I watched them through the kitchen window as they made snow angels, towed each other on sledges, ate copious amounts of icicles and generally had a wonderful time. And baking this now in my kitchen miles away in Manhattan brings with it memories of that Christmas celebration – which is exactly why traditions are worth having I suppose.
Clementine Cake5 or so clementines (about 375g) – if you can’t find seedless ones you’ll have to pick the pips out, or substitute with tangerines 6 eggs 1 cup + 2 tbsp sugar 2 and 1/3 cups of ground almonds 1 tsp baking powder (if it’s been open for longer than three months it’s useless and best avoided)
- Put the clementines in a pan of cold water. ring to the boil and simmer for 2 hours. drain and cool
- Preheat the oven to 375f (190c)
- Finely chop the skins, pith, and fruit in the processor
- Butter and line an 8-inch (21 centimeter) spring-form pan with parchment paper or a silicone slip mat)
- Beat the eggs.
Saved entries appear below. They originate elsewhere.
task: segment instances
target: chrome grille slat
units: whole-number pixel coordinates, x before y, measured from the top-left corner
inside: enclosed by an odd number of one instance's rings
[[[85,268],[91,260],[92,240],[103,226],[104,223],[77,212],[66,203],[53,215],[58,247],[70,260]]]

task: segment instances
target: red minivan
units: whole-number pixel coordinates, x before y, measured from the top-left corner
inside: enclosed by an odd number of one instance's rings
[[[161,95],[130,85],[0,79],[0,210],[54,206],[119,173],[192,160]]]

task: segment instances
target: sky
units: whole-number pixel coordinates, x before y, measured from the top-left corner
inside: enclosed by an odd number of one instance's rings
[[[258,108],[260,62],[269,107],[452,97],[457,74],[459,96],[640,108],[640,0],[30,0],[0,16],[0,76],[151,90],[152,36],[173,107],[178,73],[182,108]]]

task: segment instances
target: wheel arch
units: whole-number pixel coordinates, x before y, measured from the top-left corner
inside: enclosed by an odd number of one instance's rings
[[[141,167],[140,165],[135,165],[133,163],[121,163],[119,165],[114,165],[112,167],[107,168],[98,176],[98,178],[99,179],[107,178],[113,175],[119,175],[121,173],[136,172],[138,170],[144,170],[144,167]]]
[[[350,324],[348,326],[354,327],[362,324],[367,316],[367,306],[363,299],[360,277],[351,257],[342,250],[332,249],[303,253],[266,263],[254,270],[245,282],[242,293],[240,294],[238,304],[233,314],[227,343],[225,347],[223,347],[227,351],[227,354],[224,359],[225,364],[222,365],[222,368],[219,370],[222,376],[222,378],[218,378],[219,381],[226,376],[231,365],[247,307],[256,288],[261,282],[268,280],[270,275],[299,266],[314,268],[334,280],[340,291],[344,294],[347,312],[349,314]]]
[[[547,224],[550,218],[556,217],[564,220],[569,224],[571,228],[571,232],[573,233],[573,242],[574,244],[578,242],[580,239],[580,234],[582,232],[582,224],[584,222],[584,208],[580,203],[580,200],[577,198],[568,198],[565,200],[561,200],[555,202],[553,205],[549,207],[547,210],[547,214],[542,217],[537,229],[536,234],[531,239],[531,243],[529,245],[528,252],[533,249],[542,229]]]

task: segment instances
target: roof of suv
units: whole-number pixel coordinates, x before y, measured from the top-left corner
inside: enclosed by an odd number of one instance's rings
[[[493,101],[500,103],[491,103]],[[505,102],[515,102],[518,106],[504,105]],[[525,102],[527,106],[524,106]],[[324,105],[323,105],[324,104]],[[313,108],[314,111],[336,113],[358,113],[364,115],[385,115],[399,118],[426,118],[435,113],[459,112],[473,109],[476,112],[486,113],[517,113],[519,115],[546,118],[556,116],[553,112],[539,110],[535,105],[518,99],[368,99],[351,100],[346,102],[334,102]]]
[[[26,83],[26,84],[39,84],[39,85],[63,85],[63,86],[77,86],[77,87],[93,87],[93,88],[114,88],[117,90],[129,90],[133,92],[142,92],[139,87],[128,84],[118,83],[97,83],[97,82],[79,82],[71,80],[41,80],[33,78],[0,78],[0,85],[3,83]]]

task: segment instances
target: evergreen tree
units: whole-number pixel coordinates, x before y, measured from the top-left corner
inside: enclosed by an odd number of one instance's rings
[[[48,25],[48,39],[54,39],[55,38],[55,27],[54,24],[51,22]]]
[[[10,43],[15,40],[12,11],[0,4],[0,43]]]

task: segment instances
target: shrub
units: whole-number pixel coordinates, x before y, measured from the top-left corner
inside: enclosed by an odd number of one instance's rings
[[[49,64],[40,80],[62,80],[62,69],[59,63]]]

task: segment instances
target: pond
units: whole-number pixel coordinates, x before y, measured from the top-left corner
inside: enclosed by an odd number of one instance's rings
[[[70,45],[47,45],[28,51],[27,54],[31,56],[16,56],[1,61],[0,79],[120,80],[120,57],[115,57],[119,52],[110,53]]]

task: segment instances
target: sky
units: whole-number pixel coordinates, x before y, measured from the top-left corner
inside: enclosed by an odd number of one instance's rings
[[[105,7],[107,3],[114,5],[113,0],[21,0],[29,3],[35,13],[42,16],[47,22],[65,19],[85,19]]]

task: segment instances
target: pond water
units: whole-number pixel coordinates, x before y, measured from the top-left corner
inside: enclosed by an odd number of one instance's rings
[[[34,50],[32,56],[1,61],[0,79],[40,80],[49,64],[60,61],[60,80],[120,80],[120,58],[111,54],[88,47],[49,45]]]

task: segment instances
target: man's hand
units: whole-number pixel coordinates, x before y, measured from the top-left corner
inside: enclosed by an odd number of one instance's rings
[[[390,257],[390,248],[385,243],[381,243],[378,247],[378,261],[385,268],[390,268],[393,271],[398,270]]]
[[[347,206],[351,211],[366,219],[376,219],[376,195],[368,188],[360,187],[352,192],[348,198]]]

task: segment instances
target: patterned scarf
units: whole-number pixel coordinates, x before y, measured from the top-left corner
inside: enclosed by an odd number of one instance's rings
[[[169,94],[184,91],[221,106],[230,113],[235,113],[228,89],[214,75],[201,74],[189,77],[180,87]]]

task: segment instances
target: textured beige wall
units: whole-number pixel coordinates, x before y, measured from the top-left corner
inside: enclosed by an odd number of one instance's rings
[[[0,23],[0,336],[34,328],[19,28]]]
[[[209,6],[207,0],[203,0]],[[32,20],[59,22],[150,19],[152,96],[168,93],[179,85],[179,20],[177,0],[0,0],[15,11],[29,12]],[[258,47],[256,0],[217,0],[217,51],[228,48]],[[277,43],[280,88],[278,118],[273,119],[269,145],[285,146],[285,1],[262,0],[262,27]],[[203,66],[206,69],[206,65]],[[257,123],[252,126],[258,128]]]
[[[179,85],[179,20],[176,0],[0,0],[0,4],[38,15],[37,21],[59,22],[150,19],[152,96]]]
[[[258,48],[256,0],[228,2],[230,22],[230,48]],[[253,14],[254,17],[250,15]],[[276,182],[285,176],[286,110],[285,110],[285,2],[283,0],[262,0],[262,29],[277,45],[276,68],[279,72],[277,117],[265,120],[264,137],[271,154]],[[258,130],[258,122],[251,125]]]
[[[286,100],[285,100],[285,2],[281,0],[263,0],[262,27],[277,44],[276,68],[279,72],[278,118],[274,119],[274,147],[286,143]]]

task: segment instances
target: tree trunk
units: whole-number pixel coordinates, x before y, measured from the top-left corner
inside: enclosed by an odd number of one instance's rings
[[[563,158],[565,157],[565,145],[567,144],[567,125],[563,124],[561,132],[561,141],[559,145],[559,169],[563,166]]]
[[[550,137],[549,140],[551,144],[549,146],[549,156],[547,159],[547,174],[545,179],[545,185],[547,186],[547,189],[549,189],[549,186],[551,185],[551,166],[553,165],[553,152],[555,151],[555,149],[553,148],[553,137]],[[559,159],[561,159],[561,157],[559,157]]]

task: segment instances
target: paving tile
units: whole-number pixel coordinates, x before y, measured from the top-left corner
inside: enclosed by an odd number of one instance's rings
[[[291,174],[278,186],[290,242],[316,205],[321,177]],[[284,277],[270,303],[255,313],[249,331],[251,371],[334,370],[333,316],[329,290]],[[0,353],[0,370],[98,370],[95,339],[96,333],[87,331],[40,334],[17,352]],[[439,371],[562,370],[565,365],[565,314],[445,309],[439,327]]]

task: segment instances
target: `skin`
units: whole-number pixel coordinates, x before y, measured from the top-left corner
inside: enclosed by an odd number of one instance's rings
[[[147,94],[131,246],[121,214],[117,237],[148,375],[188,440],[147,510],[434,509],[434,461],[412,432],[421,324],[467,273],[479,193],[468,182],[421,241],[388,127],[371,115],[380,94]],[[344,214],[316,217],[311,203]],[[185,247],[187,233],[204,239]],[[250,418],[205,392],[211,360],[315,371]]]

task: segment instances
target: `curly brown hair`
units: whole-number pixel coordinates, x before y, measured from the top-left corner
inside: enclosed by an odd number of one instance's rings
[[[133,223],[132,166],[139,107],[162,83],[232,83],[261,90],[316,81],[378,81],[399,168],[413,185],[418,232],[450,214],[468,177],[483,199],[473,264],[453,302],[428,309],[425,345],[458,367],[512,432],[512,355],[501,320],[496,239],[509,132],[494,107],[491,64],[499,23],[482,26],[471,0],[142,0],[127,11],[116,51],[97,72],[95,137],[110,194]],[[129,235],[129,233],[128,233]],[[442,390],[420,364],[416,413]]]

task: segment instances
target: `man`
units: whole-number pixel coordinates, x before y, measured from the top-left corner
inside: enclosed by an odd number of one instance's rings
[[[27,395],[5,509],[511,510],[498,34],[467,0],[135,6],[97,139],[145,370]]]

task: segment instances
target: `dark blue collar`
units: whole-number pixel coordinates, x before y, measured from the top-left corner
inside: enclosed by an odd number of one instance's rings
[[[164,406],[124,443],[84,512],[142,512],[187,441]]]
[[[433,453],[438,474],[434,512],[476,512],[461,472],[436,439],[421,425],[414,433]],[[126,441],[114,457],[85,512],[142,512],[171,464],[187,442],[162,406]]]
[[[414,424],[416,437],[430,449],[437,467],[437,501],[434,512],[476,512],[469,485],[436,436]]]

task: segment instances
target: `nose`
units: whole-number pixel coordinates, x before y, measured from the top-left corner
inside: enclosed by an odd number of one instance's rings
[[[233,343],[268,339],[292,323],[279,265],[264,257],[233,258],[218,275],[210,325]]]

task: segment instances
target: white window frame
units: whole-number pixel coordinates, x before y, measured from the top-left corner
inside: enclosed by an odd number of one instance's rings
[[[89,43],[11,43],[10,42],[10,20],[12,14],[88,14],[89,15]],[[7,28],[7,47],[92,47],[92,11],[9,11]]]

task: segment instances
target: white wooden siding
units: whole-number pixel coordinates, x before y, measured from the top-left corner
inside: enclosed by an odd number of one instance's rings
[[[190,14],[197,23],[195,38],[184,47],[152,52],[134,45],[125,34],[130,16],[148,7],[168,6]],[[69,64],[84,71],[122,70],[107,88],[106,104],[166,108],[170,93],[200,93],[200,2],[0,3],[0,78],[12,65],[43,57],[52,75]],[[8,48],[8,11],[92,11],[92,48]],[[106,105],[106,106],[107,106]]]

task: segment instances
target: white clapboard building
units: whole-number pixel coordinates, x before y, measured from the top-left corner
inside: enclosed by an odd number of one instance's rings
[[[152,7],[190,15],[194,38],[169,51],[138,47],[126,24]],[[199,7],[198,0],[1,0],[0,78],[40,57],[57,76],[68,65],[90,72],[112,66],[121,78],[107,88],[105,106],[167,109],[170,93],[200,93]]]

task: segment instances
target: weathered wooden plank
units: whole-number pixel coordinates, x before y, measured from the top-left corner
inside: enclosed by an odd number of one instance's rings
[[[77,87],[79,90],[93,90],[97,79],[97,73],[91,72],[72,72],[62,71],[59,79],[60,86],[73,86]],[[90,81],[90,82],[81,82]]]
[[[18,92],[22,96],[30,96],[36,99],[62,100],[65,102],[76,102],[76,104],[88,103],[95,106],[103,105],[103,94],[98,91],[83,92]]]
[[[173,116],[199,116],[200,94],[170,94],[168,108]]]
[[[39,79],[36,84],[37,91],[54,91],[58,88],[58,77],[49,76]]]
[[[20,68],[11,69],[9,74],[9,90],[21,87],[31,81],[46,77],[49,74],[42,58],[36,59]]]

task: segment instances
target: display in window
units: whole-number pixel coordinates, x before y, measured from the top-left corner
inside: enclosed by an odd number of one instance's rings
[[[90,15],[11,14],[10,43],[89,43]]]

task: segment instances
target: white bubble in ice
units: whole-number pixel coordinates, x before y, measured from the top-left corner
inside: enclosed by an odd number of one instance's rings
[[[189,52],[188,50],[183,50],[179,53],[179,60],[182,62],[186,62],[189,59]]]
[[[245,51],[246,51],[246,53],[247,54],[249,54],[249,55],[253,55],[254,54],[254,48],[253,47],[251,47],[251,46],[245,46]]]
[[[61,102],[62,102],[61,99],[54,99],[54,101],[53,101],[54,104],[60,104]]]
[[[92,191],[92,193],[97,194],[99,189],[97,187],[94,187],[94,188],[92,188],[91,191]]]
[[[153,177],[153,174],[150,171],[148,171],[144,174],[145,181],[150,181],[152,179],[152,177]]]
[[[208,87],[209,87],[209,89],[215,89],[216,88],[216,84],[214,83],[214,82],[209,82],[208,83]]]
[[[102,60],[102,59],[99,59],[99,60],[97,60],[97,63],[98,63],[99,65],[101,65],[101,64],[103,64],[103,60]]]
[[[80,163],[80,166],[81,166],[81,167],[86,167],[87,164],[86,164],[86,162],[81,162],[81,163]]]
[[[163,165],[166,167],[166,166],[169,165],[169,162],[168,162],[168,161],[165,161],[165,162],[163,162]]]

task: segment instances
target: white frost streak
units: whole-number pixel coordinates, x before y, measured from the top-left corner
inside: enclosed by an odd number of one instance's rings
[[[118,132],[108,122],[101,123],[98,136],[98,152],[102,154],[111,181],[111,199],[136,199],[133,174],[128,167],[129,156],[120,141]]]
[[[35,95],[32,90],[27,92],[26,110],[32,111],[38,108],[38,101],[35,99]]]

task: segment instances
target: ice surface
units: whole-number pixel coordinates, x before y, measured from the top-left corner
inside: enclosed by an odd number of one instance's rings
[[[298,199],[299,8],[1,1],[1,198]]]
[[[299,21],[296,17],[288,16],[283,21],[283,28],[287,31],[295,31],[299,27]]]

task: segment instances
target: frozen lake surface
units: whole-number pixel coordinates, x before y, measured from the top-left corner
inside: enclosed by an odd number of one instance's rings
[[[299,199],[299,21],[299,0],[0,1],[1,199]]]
Add the sugar, almonds, and baking powder.
- Stir in the chopped tangerines.
- Pour into a tin and bake
- Nigella suggests baking for 50 minutes, covering the top to prevent burning after 40. I usually find that 30 minutes – sometimes 35, in which case I cover the top – is plenty. Keep testing. A skewer should come out clean.
Note: I leave my cake plain, but Nigella suggests dusting with icing sugar. I have made versions with a glaze made from confectioners sugar (icing sugar) and orange juice – it’s a good way to fancy things up a little if you think things need fancying.